The dining-room door was thrown open by a woman servant, who announced that dinner was served. They passed across the hall into a large dark-walled room, the solitary light of which was afforded by a pair of handsome candelabra on the table. There were not many flowers, but they were all blood red, with a background of shiny, metallic green. The woman who waited passed from one plate to another without making the slightest sign. As she came into the rays of the shaded candles from time to time Jack glanced at her curiously. She was dressed in sombre, lustreless black, with no white showing at all. There was no cap on her head--nothing but a tangle of raven-black hair. Her brows were black and hairy, her skin as dark, so that her faded eyes were in striking contrast to her swarthy appearance. Her hands were very strong and capable, the mouth firm to the verge of cruelty. And yet there was something subdued, something beaten about the woman, as if she had been taken in a wild state and tamed. Anstruther seldom addressed an order to her in words; a motion of the hand, the raising of an eyelid seemed to be sufficient for those pale, tired eyes, which somehow never for one instant relaxed their vigilance.

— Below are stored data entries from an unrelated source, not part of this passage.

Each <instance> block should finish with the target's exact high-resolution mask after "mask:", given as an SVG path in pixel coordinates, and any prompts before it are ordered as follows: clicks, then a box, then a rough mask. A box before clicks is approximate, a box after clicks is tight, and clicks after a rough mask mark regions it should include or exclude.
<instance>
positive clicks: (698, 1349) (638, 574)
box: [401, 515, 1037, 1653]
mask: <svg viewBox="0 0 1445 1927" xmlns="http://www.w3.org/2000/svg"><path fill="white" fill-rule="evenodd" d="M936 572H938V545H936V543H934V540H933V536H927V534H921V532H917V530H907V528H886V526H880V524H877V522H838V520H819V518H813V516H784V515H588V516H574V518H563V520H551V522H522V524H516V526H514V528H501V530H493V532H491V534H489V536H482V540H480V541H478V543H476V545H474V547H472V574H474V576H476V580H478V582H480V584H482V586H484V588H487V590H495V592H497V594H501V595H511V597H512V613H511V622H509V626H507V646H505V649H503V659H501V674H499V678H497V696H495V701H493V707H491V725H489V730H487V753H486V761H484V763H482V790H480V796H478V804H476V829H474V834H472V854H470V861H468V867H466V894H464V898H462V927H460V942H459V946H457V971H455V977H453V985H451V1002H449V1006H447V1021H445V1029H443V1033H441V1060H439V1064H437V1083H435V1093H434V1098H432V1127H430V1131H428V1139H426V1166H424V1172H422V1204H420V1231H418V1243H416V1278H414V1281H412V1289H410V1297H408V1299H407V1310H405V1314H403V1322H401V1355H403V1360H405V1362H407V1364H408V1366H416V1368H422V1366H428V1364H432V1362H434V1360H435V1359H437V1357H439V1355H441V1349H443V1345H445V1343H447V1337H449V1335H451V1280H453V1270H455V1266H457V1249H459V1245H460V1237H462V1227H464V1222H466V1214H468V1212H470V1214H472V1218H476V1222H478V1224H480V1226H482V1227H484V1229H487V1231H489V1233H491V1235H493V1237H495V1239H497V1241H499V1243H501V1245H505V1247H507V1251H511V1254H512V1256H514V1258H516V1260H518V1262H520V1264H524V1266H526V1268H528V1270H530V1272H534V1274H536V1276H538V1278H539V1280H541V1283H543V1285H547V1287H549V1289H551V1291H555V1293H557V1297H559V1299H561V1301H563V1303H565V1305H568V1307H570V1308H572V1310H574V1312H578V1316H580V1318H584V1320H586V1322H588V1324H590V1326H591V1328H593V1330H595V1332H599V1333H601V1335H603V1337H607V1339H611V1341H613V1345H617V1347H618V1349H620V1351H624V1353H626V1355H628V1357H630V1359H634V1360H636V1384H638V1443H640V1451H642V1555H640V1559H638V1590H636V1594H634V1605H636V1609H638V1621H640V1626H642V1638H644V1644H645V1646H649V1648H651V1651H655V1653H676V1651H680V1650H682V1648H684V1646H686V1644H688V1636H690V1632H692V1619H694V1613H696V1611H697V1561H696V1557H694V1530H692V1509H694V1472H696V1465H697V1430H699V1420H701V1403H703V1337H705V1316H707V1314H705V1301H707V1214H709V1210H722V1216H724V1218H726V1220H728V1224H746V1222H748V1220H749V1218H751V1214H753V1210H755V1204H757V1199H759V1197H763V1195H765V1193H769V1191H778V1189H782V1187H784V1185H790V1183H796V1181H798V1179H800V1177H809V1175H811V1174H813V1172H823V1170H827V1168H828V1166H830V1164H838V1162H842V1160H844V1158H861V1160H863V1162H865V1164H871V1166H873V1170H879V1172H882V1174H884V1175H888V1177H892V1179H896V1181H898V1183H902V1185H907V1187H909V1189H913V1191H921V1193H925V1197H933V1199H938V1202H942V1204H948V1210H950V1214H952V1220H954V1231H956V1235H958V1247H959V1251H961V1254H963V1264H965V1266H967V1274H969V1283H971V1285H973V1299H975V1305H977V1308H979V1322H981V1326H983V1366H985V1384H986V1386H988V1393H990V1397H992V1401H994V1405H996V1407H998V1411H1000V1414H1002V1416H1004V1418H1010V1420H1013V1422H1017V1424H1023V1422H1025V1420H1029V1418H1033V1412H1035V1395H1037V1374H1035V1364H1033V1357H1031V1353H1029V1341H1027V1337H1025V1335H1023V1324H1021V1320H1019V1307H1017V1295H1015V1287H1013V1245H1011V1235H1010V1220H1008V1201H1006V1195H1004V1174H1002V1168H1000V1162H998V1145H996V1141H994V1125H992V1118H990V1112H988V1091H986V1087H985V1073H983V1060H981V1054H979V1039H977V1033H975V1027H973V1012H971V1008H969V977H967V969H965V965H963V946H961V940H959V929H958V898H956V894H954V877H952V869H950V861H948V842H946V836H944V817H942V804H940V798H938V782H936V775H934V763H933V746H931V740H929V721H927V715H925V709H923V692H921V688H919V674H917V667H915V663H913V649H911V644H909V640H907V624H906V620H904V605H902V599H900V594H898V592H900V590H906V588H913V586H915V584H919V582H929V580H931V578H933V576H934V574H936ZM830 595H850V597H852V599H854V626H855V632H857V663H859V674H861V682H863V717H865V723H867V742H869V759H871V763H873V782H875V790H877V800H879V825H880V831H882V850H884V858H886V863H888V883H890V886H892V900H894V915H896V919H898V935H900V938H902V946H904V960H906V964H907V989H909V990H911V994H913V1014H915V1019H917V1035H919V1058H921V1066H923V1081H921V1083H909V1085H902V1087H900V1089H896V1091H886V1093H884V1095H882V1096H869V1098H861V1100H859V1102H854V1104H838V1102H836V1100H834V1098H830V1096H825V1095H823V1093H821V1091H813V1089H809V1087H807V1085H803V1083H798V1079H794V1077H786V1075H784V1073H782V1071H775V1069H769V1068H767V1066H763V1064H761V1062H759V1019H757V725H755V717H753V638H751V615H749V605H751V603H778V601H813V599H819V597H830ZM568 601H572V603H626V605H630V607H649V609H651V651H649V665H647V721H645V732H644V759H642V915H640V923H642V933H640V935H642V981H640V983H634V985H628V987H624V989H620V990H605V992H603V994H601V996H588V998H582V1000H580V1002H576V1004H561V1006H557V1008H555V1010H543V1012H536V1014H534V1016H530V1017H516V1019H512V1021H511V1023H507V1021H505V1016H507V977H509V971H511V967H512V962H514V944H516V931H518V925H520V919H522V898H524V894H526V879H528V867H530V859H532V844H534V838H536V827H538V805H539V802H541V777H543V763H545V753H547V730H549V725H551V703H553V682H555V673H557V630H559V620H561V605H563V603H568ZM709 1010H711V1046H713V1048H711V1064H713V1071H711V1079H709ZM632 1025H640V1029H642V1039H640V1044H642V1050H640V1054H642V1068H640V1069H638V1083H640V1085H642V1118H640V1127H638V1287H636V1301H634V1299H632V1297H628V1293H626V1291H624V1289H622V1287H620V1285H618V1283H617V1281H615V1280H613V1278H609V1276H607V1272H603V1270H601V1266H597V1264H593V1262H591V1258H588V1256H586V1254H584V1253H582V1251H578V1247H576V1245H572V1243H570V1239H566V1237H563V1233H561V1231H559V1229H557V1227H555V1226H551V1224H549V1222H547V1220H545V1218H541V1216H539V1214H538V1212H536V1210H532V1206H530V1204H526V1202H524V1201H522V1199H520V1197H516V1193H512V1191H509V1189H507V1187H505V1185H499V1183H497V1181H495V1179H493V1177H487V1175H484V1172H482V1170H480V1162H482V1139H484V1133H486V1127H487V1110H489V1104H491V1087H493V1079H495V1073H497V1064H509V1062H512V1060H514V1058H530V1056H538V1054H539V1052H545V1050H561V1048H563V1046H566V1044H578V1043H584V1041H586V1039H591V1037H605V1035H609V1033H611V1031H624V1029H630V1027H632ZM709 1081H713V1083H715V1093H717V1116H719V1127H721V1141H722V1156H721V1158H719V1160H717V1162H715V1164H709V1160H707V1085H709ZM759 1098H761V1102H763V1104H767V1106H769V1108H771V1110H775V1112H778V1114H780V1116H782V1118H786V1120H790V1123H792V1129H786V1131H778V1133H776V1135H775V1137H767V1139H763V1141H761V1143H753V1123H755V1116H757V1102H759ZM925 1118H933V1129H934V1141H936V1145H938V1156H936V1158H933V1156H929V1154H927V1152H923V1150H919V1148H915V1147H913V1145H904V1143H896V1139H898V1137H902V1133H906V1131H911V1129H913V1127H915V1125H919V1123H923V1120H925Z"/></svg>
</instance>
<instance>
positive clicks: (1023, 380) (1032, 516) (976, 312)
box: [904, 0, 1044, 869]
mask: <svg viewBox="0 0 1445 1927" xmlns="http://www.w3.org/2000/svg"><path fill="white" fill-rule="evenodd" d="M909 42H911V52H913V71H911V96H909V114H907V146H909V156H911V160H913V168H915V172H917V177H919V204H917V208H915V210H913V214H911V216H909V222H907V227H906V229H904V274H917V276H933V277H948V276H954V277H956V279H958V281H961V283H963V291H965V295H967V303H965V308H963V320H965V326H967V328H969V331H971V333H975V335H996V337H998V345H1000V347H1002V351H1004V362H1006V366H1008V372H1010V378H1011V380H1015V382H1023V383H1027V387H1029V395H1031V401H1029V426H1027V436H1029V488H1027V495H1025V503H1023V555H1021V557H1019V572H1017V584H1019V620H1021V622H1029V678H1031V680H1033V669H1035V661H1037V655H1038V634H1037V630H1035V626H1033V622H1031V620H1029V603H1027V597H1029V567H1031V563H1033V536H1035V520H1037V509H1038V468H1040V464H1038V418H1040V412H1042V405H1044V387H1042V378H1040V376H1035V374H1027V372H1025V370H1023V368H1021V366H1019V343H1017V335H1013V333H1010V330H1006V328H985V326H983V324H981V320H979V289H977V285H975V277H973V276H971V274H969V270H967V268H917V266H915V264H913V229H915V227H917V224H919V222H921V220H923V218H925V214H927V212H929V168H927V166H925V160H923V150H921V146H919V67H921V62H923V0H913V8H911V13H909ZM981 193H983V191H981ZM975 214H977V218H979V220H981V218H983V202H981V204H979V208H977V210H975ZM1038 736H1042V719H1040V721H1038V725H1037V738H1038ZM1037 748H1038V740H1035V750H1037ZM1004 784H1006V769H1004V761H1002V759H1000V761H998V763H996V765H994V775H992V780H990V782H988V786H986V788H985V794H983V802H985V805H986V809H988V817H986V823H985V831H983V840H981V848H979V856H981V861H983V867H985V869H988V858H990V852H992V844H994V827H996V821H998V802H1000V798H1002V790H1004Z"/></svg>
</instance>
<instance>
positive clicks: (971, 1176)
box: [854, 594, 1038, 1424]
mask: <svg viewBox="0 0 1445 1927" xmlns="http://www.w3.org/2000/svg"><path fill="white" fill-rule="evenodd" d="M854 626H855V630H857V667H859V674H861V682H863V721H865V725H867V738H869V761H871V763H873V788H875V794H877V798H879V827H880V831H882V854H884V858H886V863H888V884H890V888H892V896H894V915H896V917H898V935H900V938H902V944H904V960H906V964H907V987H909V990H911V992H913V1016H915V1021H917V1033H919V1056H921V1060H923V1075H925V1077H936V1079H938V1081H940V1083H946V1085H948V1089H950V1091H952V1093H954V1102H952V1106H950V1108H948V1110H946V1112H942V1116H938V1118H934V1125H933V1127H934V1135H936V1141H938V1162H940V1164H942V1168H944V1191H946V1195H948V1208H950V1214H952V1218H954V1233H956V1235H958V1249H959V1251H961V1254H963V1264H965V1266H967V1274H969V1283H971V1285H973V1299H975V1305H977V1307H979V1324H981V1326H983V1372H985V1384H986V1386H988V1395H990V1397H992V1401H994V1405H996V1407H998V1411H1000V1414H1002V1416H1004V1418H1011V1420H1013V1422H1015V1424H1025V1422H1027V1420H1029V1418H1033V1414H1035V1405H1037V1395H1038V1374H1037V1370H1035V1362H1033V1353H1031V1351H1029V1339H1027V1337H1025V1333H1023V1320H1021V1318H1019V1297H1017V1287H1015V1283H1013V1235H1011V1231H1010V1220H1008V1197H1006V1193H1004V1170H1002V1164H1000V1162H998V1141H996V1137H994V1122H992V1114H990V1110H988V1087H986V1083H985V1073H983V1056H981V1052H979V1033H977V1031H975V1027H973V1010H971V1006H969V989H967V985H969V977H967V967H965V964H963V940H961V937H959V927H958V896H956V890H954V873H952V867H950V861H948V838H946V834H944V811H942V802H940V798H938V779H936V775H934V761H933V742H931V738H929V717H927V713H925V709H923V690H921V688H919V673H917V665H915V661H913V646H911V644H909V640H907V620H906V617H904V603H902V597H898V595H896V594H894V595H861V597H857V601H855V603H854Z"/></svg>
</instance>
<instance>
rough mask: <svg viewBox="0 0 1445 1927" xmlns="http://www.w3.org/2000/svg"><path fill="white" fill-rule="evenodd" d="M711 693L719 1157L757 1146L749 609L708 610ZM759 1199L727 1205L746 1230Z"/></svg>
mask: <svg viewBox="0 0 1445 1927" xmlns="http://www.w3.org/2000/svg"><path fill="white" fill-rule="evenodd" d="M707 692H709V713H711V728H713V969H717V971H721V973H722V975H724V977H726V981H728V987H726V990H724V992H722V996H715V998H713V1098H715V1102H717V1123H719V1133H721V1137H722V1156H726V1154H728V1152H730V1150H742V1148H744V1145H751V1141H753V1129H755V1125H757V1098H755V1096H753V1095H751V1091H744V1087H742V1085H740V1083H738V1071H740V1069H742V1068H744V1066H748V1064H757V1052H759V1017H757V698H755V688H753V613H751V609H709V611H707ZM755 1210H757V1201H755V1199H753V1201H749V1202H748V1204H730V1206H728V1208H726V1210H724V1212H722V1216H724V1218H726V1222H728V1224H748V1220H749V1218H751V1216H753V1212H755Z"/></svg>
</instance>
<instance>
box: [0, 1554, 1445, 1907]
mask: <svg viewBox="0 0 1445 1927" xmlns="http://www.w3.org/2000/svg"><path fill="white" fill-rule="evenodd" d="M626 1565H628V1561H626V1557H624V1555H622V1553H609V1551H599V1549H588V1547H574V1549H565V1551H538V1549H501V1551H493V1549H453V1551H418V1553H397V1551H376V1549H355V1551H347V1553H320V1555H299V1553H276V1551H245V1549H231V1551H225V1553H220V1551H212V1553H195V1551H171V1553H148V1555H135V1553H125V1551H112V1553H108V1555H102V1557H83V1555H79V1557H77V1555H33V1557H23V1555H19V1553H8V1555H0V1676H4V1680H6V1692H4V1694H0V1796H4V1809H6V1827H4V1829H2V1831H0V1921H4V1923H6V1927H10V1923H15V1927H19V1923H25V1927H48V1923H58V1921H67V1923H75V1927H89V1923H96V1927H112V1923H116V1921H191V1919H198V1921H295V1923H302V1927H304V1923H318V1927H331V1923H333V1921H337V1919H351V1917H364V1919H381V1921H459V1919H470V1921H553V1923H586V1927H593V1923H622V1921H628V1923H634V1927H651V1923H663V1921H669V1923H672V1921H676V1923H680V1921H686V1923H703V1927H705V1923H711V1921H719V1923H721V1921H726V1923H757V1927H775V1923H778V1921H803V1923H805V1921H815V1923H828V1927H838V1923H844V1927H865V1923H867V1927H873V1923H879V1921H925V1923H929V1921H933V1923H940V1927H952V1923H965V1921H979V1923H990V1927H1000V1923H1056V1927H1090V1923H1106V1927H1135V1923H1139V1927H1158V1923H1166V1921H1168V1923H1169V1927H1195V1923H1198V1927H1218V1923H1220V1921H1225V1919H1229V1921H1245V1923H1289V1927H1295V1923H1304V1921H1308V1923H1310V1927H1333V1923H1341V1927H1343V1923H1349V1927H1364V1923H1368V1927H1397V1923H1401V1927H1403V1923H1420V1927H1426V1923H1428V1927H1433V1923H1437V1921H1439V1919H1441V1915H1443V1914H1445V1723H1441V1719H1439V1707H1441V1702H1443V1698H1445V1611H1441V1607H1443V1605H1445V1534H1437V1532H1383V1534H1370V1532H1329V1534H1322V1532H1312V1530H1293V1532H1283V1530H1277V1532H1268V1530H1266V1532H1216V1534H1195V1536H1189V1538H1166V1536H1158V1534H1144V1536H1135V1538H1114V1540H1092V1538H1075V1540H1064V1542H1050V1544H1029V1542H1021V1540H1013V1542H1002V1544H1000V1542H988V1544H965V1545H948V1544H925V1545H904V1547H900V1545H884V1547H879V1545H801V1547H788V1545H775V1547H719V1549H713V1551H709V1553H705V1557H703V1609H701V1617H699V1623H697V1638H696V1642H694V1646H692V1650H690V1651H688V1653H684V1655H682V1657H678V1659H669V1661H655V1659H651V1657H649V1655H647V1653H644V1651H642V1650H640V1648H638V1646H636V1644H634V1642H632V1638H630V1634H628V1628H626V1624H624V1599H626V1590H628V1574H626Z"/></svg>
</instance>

The woman was a mystery of the house; she seemed to be entirely dominated by her master's will. And yet there were strength and passion there, Jack felt certain. The fanatic only slumbered. A pansy fell from one of the flower vases, and Jack started out his hand to replace it.
"Did you ever see the evil face in the heart of a pansy blossom?" he asked, for there was a pause in the conversation. "It is a demon face--and familiar too. Miss Helmsley, whose face does this saffron heart of the pansy remind you of?"
Claire took the pansy from Jack's hand and studied it with a frown on her pretty face.
"Why, of course," she cried. "I see what you mean. It is Nostalgo, the man with the yellow face."